Angela Brownridge Recital – Wigmore Hall (3 November)

Sonata in F minor, Op.57 (Appassionata)
Two Rhapsodies, Op.79 – in B minor and G minor
Scherzo in B minor, Op.20
Fantasia contrappuntistica in D, Op.24
Etudes symphoniques, Op.13

Angela Brownridge (piano)

Reviewed by: Ying Chang

Reviewed: 3 November, 2003
Venue: Wigmore Hall, London

Angela Brownridge is well established among the ranks of British pianists, with a substantial list of recordings, some of them excellent. The lyricism and sensitivity of her playing are unquestioned. Her Wigmore Hall recital should have been an unproblematic treat; instead, apparent nerves and a surprisingly small audience made it overall a disappointment.

Brownridge opened with her trademark Appassionata, and despite the immediate length and difficulty of the work, her ability to convey melodic lines across long paragraphs and to make the piano sing were apparent. If the slow movement lacked the last degree of intensity, it was well structured and a real pleasure to listen to. However, what appeared to be a wrong turning in the finale seemed to disconcert Brownridge, who then lapsed in concentration.

Thereafter, Brownridge never truly recovered her composure. The trio sections of the Brahms and Chopin pieces were played with great beauty and genuine Innigkeit but, in the outer sections, wrong notes and sense of unease were distracting.

Brownridge is giving a series of recitals to celebrate what would have been the 75th-birthday of the late Kenneth Leighton, like Brownridge, from Yorkshire. Her engagement with his work was clear, the clarity of the polyphony admirable.

Schumann’s Etudes symphoniques is one of his grandest and most virtuosic works, Brownridge’s rapt account of the theme an appropriate beginning. But again, in the denser textures, there was a certain muddiness in the middle register and a tightness.

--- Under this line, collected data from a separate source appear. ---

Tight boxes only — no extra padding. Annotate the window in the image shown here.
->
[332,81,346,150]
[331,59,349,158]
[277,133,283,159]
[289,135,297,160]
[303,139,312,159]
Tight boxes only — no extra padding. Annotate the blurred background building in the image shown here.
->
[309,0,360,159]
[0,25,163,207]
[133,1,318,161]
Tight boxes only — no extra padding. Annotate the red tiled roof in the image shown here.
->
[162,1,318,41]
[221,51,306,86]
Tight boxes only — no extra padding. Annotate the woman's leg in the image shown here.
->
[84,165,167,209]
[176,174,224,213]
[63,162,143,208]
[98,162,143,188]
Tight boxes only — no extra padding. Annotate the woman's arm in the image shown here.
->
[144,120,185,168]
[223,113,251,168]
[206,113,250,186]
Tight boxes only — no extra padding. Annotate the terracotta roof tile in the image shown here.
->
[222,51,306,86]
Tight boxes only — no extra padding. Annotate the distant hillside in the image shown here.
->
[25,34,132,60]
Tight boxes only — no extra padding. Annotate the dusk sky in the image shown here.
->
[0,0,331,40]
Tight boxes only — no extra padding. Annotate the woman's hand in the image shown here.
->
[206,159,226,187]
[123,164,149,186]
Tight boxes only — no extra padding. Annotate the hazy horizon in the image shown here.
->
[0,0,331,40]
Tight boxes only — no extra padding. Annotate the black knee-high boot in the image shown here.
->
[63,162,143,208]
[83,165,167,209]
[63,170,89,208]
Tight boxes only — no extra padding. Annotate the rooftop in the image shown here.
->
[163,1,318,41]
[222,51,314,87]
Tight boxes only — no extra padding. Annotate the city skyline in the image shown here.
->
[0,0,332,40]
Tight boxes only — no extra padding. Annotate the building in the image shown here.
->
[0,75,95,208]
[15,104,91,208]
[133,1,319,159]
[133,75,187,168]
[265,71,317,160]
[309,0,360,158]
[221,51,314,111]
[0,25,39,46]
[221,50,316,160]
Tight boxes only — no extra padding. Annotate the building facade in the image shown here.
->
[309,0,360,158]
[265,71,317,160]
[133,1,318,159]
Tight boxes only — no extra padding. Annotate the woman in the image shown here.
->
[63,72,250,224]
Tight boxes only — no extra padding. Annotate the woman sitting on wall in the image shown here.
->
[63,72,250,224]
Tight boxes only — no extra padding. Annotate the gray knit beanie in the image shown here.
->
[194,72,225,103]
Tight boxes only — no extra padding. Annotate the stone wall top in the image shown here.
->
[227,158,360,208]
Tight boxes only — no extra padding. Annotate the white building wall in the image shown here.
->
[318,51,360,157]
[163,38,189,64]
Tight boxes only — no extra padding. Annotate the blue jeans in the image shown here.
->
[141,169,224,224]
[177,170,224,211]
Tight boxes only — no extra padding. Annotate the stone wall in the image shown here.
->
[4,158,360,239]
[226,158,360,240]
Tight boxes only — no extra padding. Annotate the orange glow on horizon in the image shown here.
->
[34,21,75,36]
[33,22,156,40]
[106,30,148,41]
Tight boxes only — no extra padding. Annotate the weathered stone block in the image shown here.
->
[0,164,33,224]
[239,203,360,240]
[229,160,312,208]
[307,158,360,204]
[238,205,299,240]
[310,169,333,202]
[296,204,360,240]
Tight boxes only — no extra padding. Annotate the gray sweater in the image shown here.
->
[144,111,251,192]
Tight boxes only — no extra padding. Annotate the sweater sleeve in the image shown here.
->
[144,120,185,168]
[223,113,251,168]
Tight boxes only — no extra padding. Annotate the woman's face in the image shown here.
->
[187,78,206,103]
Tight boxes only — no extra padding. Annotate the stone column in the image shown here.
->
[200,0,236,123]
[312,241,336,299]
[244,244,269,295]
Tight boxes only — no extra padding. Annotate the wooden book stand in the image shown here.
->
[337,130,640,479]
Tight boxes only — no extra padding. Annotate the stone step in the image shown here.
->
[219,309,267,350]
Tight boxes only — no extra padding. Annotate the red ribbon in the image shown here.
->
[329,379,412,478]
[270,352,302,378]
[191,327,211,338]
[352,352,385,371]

It must be said that the artist’s biography, equating Brownridge to Jacqueline du Pré, Cherkassky and Cortot, was hubristic in its claims. Yes, Brownridge is extremely musical, and yes, her playing is reminiscent of an earlier, freer age. But other than Cortot’s well-known reputation for wrong notes in live performance, it did our heroine no favours to be spoken of in the same breath as these legends.